Ditch the spreadsheet for content analysis.

What is Problem Duplication?

Key Points

  • Problem duplication is when content copies either 1) confuse using your information or 2) obscure the ideal content.
  • Don't be too narrow in thinking about duplication — *exact* copies are not as serious as other kinds of copies.
  • Close copies are the worst kind, since it may be difficult to determine which is the best version.
Related resource
Problem Content Duplication | Problem duplication, its causes, and how to fix it

What is problem duplication?

Problem duplication is when copies either 1) cause confusion in using your information or 2) obscure the ideal content with a copy.

In a sense, I think we should only care about duplication that is a problem, and expand our usage of the term “duplication” to include any copy that causes users problems (even if it isn’t an absolute clone). As with many problems, we can actually trip ourselves up by sticking too closely to narrow meanings. For instance, consider the following dialog (I have been a party to conversations like this):

  • Mary: Visitors are being confused because of the duplicate content: the same content is on our Country and Product pages.

  • Gertrude: Oh, those pieces of content actually aren’t duplicates. They are slightly different content.

  • [ end of story, as if the fact that they aren’t carbon copy duplicates means the two copies are not a problem. ]

So let’s think broadly about duplication for our end users’ sake (and, as discussed below, close copies are actually a major problem). 

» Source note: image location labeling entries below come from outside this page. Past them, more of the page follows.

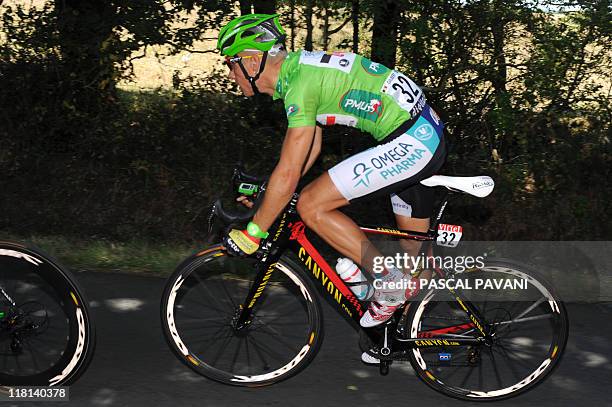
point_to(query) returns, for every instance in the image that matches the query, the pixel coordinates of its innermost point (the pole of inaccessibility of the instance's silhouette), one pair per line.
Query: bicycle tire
(66, 311)
(200, 361)
(538, 376)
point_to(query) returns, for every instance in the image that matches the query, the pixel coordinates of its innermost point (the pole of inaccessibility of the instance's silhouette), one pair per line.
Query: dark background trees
(525, 89)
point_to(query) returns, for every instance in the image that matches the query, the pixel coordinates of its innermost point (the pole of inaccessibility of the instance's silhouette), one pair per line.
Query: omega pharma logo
(373, 68)
(363, 104)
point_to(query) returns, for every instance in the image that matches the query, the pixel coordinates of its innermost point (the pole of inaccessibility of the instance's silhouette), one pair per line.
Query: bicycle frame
(290, 233)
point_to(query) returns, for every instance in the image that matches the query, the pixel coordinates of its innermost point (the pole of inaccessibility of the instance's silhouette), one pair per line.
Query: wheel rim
(519, 351)
(279, 337)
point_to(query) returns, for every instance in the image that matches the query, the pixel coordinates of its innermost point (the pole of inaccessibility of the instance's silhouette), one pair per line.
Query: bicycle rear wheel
(199, 309)
(529, 332)
(47, 337)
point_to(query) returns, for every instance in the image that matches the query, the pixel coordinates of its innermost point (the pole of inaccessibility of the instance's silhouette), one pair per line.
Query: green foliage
(525, 93)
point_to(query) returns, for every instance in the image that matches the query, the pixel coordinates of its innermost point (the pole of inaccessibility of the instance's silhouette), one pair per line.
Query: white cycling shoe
(369, 359)
(385, 301)
(379, 312)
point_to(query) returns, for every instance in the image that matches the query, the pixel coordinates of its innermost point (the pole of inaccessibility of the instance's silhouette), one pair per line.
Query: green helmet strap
(252, 79)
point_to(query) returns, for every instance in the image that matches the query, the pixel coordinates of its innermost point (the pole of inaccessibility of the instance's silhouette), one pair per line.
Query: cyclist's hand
(240, 243)
(243, 199)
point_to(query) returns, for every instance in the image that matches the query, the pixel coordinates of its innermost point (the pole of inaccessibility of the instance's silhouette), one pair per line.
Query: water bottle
(350, 273)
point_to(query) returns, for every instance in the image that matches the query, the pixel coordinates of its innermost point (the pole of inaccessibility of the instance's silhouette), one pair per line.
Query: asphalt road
(133, 366)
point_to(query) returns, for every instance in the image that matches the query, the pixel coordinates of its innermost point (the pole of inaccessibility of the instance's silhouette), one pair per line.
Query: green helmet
(250, 32)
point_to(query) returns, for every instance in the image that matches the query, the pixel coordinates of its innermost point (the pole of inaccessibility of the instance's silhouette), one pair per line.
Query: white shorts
(393, 165)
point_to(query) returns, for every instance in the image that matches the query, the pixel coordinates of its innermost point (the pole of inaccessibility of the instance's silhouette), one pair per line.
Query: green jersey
(348, 89)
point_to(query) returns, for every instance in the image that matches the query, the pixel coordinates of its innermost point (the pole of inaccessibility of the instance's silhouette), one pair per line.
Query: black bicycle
(257, 321)
(47, 336)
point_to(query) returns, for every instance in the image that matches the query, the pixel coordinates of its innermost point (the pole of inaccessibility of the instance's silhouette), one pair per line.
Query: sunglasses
(231, 61)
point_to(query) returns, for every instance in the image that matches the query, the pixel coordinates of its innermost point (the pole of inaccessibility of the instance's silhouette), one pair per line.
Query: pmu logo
(292, 110)
(362, 174)
(424, 132)
(363, 104)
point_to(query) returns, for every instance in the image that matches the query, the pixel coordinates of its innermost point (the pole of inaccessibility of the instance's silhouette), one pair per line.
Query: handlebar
(240, 179)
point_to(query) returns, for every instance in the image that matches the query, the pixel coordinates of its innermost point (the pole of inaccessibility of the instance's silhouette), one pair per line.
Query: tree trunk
(245, 7)
(355, 20)
(384, 32)
(308, 15)
(86, 29)
(264, 6)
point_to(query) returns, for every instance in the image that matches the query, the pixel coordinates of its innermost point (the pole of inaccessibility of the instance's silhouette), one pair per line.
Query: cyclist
(326, 88)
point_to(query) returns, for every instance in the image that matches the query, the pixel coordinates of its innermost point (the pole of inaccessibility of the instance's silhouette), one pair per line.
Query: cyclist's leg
(318, 207)
(413, 209)
(404, 160)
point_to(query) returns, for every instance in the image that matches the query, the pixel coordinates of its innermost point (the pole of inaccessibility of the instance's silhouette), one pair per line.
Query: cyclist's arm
(286, 175)
(315, 149)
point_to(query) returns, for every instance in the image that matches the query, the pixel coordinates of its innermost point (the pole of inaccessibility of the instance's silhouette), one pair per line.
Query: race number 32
(449, 235)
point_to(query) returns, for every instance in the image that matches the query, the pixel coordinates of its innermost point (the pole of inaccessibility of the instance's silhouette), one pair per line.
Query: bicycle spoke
(236, 354)
(495, 369)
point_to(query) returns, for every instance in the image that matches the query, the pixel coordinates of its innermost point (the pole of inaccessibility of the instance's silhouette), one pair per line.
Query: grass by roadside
(104, 255)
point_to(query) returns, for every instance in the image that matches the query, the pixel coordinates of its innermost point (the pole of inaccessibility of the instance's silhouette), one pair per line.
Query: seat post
(434, 225)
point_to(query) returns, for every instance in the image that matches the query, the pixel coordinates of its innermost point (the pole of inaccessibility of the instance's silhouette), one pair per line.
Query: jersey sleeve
(301, 103)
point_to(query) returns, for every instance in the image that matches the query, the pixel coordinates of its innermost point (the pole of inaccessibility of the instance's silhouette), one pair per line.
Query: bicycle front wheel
(199, 310)
(46, 333)
(527, 325)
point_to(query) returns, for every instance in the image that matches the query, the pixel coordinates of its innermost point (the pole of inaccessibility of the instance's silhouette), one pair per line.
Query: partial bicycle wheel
(47, 336)
(199, 309)
(528, 327)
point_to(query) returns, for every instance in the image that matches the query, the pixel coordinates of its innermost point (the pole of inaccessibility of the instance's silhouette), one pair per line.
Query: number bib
(405, 92)
(449, 235)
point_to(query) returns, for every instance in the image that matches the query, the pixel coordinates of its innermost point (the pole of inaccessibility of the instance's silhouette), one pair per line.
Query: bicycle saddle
(480, 186)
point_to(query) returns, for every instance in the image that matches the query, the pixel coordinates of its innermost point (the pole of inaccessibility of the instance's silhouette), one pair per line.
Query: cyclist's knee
(308, 209)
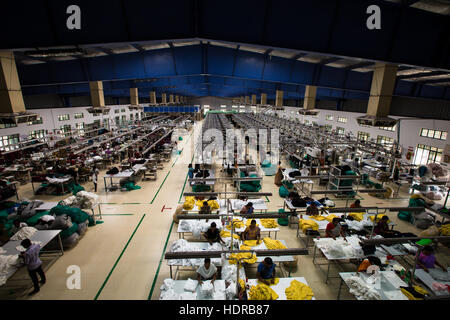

What FORMS does duplication take?

Duplication takes many forms. Although implementation details can help to mitigate the impact, this is a rough scale (from left to right: least severe to most severe) of how problematic different forms of duplication are:

Minimize the number of copies and contextualize any that remain.

  • Single copy. Having a single copy (including a single version of the content in a single format with a single landing page) is the most straightforward for visitors. There is no duplication.

  • Bound versions & formats. In this case, there are different versions and/or formats, but there is a landing page that clearly gives context around this.

  • Exact copy. There are exact copies (from format to versions) of content, but they are not explicitly bound together. On its own, this isn’t necessarily a huge issue, but it is more confusing for users should they see the content in multiple contexts (for instance, from different repositories in federated search results).

  • Far copies. These are copies that are very different, for instance, a copy of content on a particular issue that are separated by years. This could also occur if different teams have widely different views on the same issue, and each publish content on the same things (but with different perspectives). The advantage of far copies is that the visitor can more easily gauge which copy is of interest (assuming, of course, the visitor can see the copies).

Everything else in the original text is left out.